Он! Маселбек! Ах ты, боже мой, боже! Он проносился мимо нас совсем близко. Всем телом перегнулся из вагона, держась одной рукой за дверь, а другой махал нам шапкой и кричал, прощался. Я только помню, как вскрикнула: «Маселбек!» И в тот короткий миг увидела его точно и ясно: ветер растрепал ему волосы, полы шинели бились, как крылья, а на лице и в глазах — радость, и горе, и сожаление, и прощание! И, не отрывая от него глаз, я побежала вдогонку. Мимо прошумел последний вагон эшелона, а я еще бежала по шпалам, потом упала. Ох, как я стонала и кричала! Сын мой уезжал на поле битвы, а я прощалась с ним, обнимая холодный железный рельс. Все дальше и дальше уходил перестук колес, потом и он стих.

И сейчас еще порой кажется мне, будто сквозь голову проносится этот эшелон и долго стучат в ушах колеса.

Алиман добежала вся в слезах, опустилась рядом, хочет поднять меня и не может, захлебывается, руки трясутся. Тут подоспела русская женщина, стрелочница. И тоже: «Мама! Мама!» — обнимает, плачет. Они вдвоем вывели меня на обочину, и, когда мы шли к станции, Алиман дала мне солдатскую шапку.

— Возьми, мама, — сказала она. — Маселбек оставил.

Оказывается, он бросил мне свою шапку, когда я бежала за вагоном.

Я ехала домой с этой шапкой в руках; сидя в бричке, крепко прижимала ее к груди.

Она и сейчас висит на стене. Обыкновенная солдатская серая ушанка со звездочкой на лбу. Иногда возьму в руки, уткнусь лицом и слышу запах сына.

6

— Скажи, земля родная, когда, в какие времена так страдала, так мучилась мать, чтобы только один раз, только мельком увидеть своего сына?

— Не знаю, Толгонай. Такой войны, как в твое время, мир не знал.

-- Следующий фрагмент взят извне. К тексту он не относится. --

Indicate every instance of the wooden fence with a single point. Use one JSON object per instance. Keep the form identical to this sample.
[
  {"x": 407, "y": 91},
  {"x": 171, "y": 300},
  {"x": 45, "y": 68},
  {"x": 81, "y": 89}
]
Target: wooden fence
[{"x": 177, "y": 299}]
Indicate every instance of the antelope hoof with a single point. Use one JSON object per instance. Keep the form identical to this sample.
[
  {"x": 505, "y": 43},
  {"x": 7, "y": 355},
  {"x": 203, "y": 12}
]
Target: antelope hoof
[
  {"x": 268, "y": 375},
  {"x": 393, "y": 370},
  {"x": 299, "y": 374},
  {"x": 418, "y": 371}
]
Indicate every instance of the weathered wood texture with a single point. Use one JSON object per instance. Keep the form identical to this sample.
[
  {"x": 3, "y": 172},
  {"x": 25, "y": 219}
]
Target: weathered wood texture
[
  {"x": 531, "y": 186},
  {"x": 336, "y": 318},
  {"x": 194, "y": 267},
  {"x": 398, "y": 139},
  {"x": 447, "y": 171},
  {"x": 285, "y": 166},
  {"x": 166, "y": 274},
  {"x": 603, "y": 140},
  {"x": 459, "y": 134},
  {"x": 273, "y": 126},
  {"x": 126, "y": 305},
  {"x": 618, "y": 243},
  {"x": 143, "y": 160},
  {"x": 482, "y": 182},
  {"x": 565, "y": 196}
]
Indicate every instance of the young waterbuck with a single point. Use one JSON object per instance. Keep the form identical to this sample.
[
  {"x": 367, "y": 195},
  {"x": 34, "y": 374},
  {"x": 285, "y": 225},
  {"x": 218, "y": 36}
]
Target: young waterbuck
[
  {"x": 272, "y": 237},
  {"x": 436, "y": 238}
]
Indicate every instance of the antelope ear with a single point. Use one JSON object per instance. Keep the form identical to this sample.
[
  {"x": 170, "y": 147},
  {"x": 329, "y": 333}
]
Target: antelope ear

— Так пусть я буду последней матерью, которая так ждала сына. Не приведи бог никому обнимать железные рельсы и биться головой о шпалы.

— Когда ты возвращалась домой, еще издали можно было догадаться, что ты не встретилась с сыном. Ты была желтая, с запавшими, измученными глазами, как после долгой болезни.

— Уж лучше бы я действительно пролежала месяц в горячке.

— Бедная моя Толгонай. В тот год седина побила твою голову. А какие были прежде тяжелые и густые твои косы… Молчаливой ты стала тогда, суровой. Молча приходила сюда и уходила, стиснув зубы. Но мне-то понятно было, по глазам видела — с каждым разом трудней и трудней становилось тебе.

— Да, мать земля, поневоле станешь такой. Если бы только я одна была — ведь не осталось ни одной семьи, ни одного человека, не схваченного за горло войной. И когда приходили черные бумаги — похоронные — и в аиле в один день сразу в двух-трех домах поднимались плач и проклятья, вот тогда закипала кровь и месть темнила глаза, сжигала сердце. Я горжусь, что именно в те дни я была бригадиром, хлебала свое и чужое горе, делила с народом все невзгоды, голод и холод. Потому и выстояла я, за других выстояла, а иначе упала бы я и война растоптала бы меня в пыль. Поняла я тогда, что на войну только одна управа — биться, бороться, побеждать. Иначе смерть! Вот потому-то, поле мое родимое, я появлялась здесь всегда на коне и не тревожила тебя, молча здоровалась и молча поворачивала назад.

7

Настал день, когда от Касыма пришло письмо. Я вскочила на коня и пошла галопом, не разбирая пути, через арыки, через сугробы, с письмом в руке. Алиман и Джайнак разбрасывали здесь кучи навоза, и я закричала им на скаку:

— Суйунчу, суйунчу — радость!

Как же было не порадовать их! Ведь от Касыма два месяца подряд не было ни строчки, не знали мы, что с ним. А в письме он писал, что два раза стоял в обороне под Москвой и оба раза вышел живым. Писал, что немцы остановились, что сломали им зубы, и о том, что полк ихний отвели на передышку.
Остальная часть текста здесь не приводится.